I've been keeping it close to the vest until now, but last month I enrolled in a comics writing course at NYU's School of Continuing Education or whatever the hell they call it. It's taught by Danny Fingeroth, the guy who edited the Spider-Titles when I started reading comics, and hwo also did a boatload of writing on other various projects. One of his latest gigs is Write Now! Magazine, which I read religiously; it's got plenty of good advice and interviews and sample scripts. Dern fascinating stuff.

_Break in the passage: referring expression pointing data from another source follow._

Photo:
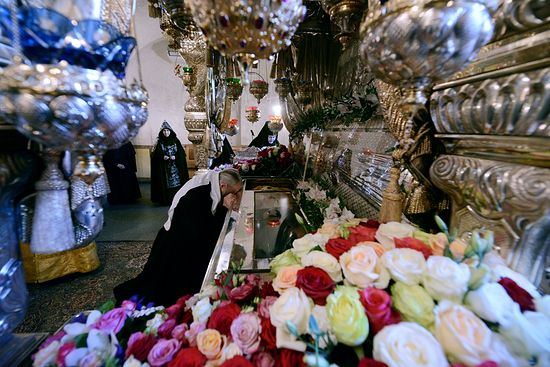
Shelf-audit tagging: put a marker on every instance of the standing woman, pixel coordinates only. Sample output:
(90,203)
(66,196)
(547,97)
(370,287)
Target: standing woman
(168,166)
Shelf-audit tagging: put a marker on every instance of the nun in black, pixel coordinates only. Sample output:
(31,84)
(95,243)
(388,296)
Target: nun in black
(262,140)
(168,166)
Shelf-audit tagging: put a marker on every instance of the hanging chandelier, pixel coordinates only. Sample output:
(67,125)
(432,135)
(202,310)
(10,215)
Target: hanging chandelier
(249,29)
(252,114)
(259,89)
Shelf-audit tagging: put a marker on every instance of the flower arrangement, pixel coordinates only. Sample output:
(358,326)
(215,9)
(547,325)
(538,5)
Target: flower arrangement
(355,293)
(270,161)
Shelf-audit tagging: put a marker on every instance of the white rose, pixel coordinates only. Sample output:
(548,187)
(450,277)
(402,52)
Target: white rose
(325,261)
(388,231)
(492,303)
(363,268)
(153,324)
(202,310)
(405,265)
(76,328)
(320,315)
(463,335)
(302,246)
(98,341)
(294,306)
(445,279)
(47,356)
(408,344)
(528,334)
(542,305)
(501,271)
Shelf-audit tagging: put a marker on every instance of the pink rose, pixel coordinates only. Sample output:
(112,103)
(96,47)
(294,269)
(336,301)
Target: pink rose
(128,305)
(263,359)
(263,307)
(63,351)
(179,332)
(139,345)
(90,360)
(245,330)
(194,330)
(165,329)
(163,352)
(111,321)
(242,293)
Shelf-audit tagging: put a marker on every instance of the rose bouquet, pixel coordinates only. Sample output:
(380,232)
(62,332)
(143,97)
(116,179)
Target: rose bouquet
(354,293)
(396,296)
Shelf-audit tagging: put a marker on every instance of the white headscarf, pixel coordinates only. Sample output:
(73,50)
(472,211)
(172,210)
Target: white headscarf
(211,177)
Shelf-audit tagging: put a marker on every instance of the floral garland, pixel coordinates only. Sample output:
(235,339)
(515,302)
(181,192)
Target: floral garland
(355,293)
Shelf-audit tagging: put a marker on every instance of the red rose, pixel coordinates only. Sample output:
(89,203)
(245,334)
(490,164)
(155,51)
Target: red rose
(188,357)
(165,329)
(269,340)
(243,292)
(518,294)
(139,345)
(237,361)
(290,358)
(377,304)
(266,289)
(223,316)
(361,234)
(368,362)
(316,283)
(337,246)
(413,243)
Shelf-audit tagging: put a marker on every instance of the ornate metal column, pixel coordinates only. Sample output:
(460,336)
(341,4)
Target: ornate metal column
(193,50)
(494,119)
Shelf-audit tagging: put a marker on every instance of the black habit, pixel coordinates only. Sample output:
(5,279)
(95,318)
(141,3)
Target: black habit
(167,175)
(120,165)
(180,256)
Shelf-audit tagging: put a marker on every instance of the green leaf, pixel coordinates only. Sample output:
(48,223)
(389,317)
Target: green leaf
(107,306)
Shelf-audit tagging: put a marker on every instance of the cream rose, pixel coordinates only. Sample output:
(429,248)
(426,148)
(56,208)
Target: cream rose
(408,344)
(388,231)
(286,278)
(363,268)
(445,279)
(202,310)
(464,336)
(405,265)
(320,315)
(301,246)
(211,343)
(492,303)
(294,306)
(325,261)
(528,334)
(332,230)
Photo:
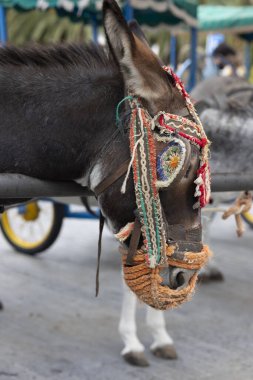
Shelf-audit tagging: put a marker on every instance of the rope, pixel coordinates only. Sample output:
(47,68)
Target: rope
(242,204)
(146,283)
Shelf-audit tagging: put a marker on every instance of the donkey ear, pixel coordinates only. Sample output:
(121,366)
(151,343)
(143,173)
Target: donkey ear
(119,37)
(142,72)
(135,28)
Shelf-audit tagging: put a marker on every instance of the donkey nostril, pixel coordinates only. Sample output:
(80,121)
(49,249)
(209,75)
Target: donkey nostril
(180,279)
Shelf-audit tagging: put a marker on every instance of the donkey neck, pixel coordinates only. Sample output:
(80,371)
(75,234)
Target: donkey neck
(57,107)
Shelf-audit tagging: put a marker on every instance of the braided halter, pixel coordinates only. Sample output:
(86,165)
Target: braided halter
(153,172)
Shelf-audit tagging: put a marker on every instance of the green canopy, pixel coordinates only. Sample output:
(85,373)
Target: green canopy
(237,19)
(148,12)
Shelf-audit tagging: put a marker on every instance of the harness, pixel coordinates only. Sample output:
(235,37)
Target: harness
(154,170)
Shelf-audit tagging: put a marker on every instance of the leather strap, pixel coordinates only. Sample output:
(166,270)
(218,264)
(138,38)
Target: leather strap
(108,181)
(135,238)
(101,227)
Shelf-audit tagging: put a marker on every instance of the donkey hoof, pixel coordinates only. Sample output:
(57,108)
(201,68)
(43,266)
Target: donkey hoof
(165,352)
(136,358)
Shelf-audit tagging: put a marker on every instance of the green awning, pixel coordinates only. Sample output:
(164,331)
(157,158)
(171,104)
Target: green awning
(237,19)
(152,13)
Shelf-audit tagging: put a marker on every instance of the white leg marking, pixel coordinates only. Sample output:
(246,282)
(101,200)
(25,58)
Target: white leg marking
(127,325)
(156,324)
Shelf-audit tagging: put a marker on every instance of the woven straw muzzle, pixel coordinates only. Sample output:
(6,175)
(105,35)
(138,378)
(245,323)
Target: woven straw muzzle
(146,282)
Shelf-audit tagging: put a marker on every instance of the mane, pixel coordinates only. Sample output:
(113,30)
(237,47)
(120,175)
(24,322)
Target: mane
(59,55)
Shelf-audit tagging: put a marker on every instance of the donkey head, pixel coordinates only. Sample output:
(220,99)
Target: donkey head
(141,69)
(144,77)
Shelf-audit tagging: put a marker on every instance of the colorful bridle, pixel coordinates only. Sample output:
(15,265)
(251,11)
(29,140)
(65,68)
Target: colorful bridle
(153,172)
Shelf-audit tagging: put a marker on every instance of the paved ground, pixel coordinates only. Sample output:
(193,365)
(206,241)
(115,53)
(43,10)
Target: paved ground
(52,327)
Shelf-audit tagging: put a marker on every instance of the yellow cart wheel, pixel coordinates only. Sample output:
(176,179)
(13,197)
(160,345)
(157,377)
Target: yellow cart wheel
(248,217)
(33,227)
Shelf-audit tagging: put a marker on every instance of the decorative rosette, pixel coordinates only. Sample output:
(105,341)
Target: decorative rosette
(170,162)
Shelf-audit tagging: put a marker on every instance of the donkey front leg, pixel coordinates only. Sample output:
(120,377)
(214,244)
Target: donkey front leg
(133,351)
(163,345)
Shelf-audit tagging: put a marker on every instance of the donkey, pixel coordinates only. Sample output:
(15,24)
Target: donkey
(57,111)
(225,106)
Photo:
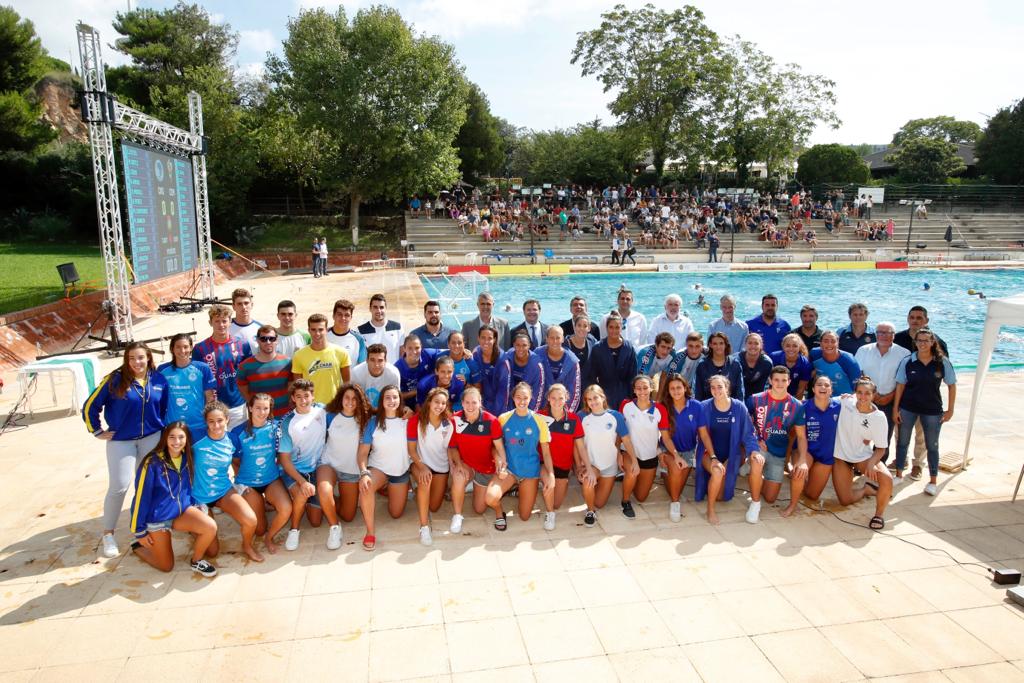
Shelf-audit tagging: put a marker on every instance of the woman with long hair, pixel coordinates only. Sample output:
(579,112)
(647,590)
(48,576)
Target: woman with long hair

Anyway, the first class was tonight, and I felt good vibes. I'm taking it for a lot of reasons, not the least of which is the fact that I could use some fancy learnin' on the subject of writing comics. But, being honest with myself, a big reason for the class is to give myself a goose. If I've got one failing, it's my unapologetic love of 80's pop music, but if I've got a second failing, it's that I lack discipline, the ability to get off my ass and do what it takes. I hope to use my impetus to do well in the class to motivate myself to make some changes in that area, and others as well (like accepting the often non-linear nature of creativity, and learning new ways to judge success and failure). It's so crazy, it just might work.
Already, I've got an assignment to come up with three "springboard" ideas and an outline. I'm getting interested in it, and I think I came up with at least one good one-line synopsis on the train. So that's good.
Combined with therapy, this should get me back on track. Not that I expect it to be a walk in the park. But it's better than the alternative, right?